Além disso, os queixosos que aprovariam hipoteticamente o derrocamento do pedral, questionam a falta de compensação que o governo federal poderia oferecer para mitigar os impactos da obra, prevista para iniciar em 2024.

As obras de derrocamento têm como objetivo a retirada de rochas ao longo de 42 quilômetros no território de Itupiranga para aumento da navegabilidade da hidrovia do Rio Tocantins em períodos de seca.

Ao ginásio da folha 16, onde a audiência pública foi realizada, só compareceram cerca de 400 pessoas. Um grupo minoritário, de empresários e políticos, só conseguiu espaço para falar depois das pessoas objeto da escuta usarem o microfone para expor suas opiniões e temeridades.

Uma dessas personalidades era a cacique Cátia Vandenilson Akrantikatejê, uma das maiores lideranças do povo Gavião, da Terra Indígena Mãe Maria, no município de Bom Jesus do Tocantins. Ela lembrou que sua comunidade havia sido expulsa das proximidades de Tucuruí depois da construção da barragem e o governo federal apenas a transferiu de lugar, sem promover a mitigação dos impactos sociais e ambientais que seu povo sofreu.

Cátia mostrou-se austera em relação ao derrocamento do Pedral do Lourenço, que em sua visão causaria grandes impactos à natureza e às pessoas de vida simples, como indígenas e outros povos tradicionais. “Vocês deveriam aprender conosco, produzindo sem destruir a floresta. Esse Rio Tocantins tem muitas riquezas e a navegação comercial não pode ser mais importante do que a sobrevivência de milhares de vidas”, disse a cacique.

O procurador da República, Igor Spíndola, disse que o Ministério Público Federal já acompanha há mais de uma década o procedimento de licenciamento e liberação das licenças dessa obra e foi tomado meia de sobressalto da maneira que a licença foi expedida. A gente tem compreensão que essas vozes que chegaram aqui hoje e esses interesses não estavam inseridos no licenciamento. Então, as audiências públicas servem como uma tentativa de suprir esse déficit e de participação dessas comunidades que vão ser impactadas com os efeitos da obra”, disse Igor.

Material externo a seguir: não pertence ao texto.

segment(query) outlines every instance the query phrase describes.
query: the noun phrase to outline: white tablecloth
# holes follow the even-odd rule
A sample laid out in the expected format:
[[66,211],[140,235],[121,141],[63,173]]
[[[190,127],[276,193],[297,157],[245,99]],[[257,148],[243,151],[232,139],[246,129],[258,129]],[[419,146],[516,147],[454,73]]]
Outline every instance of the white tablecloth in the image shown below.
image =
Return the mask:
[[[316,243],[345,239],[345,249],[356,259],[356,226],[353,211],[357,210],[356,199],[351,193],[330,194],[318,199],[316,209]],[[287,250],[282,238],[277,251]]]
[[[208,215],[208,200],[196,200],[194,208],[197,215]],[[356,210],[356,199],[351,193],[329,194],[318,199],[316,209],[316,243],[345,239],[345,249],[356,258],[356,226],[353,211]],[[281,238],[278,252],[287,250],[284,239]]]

Por sua vez, o secretário Regional de Governo do Sul e Sudeste do Pará, João Chamon, avaliou a realização da audiência pública como um exercício da democracia e tem um condão de ouvir opiniões, posições e isso vem ao encontro do que prega o governador Helder Barbalho. “Nós queremos o desenvolvimento de forma sustentável, nós não queremos privilégios a nenhum segmento. Nós queremos o desenvolvimento do estado de forma equitativa, de forma que todos possam estar felizes em seu ambiente e todos beneficiados com as obras governamentais”, ponderou.

Os empresários presentes, por outro lado, defendem a realização da obra o mais rápido possível, porque consideram que os estudos realizados anteriormente são suficientes para mostrar os impactos socioambientais, e consideram que o governo deve, sim, promover mitigação dos impactos previstos.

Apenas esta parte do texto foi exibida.